Dijkstra's Algorithm

Dijkstra's Algorithm

Step1. Given initial graph G=(V, E). All nodes nodes have infinite cost except the source node, s,  which has 0 cost.

Step 2. First we choose the node, which is closest to the source node, s. We initialize d[s] to 0. Add it to S. Relax all nodes adjacent to source, s. Update predecessor (see red arrow in diagram below) for all nodes updated.

Step 3. Choose the closest node, x. Relax all nodes adjacent to node x. Update predecessors for nodes u, v and y (again notice red arrows in diagram below).

Step 4. Now, node y is the closest node, so add it to S. Relax node v and adjust its predecessor (red arrows remember!).

Step 5. Now we have node u that is closest. Choose this node and adjust its neighbor node v.

Step 6. Finally, add node v. The predecessor list now defines the shortest path from each node to the source node, s.

Q as a linear array

EXTRACT_MIN takes O(V) time and there are |V| such operations. Therefore, a total time for EXTRACT_MIN in while-loop is O(V²). Since the total number of edges in all the adjacency list is |E|. Therefore for-loop iterates |E| times with each iteration taking O(1) time. Hence, the running time of the algorithm with array implementation is O(V² + E) = O(V²).

Q as a binary heap ( If G is sparse)

In this case, EXTRACT_MIN operations takes O(lg V) time and there are |V| such operations.
The binary heap can be build in O(V) time.
Operation DECREASE (in the RELAX) takes O(lg V) time and there are at most such operations.
Hence, the running time of the algorithm with binary heap provided given graph is sparse is O((V + E) lg V). Note that this time becomes O(ElgV) if all vertices in the graph is reachable from the source vertices.

Q as a Fibonacci heap

In this case, the amortized cost of each of |V| EXTRAT_MIN operations if O(lg V).
Operation DECREASE_KEY in the subroutine RELAX now takes only O(1) amortized time for each of the |E| edges.
As we have mentioned above that Dijkstra's algorithm does not work on the digraph with negative-weight edges.

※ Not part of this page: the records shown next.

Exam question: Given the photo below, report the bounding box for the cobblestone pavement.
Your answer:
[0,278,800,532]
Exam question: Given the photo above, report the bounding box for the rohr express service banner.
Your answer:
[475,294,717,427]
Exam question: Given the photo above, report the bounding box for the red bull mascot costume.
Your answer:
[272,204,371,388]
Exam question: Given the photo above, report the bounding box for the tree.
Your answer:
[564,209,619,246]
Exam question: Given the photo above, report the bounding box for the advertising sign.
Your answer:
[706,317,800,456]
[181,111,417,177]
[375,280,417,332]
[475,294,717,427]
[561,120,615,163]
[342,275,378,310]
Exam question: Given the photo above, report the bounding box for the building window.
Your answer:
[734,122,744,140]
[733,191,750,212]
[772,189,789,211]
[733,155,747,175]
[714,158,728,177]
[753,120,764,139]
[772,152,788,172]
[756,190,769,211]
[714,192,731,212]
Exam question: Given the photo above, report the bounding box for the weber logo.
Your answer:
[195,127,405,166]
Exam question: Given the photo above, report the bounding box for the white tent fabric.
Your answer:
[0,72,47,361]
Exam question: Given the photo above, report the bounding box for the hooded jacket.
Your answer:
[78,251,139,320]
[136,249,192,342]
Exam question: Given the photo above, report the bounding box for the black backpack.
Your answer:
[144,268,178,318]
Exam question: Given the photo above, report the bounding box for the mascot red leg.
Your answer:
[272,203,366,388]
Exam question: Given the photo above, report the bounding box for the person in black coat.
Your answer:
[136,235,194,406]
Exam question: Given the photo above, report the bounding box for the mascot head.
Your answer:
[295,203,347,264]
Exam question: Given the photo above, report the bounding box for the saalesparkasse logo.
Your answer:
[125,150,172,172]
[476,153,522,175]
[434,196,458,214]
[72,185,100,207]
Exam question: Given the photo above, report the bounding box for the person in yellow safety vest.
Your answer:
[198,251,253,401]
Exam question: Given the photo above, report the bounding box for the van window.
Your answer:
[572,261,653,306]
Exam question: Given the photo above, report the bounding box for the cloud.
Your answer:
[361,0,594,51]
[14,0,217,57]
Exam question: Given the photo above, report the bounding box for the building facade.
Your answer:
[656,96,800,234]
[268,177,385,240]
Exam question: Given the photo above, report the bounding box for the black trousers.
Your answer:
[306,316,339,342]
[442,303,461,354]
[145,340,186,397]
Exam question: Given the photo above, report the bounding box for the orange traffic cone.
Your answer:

Now we give a simple example to show that Dijkstra's algorithm produces incorrect results in this situation. Consider the digraph consists of V = {s, a, b} and E = {(s, a), (s, b), (b, a)} where w(s, a) = 1, w(s, b) = 2, and w(b, a) = -2.
Dijkstra's algorithm gives d[a] = 1, d[b] = 2. But due to the negative-edge weight w(b, a), the shortest distance from vertex s to vertex a is 1-2 = -1.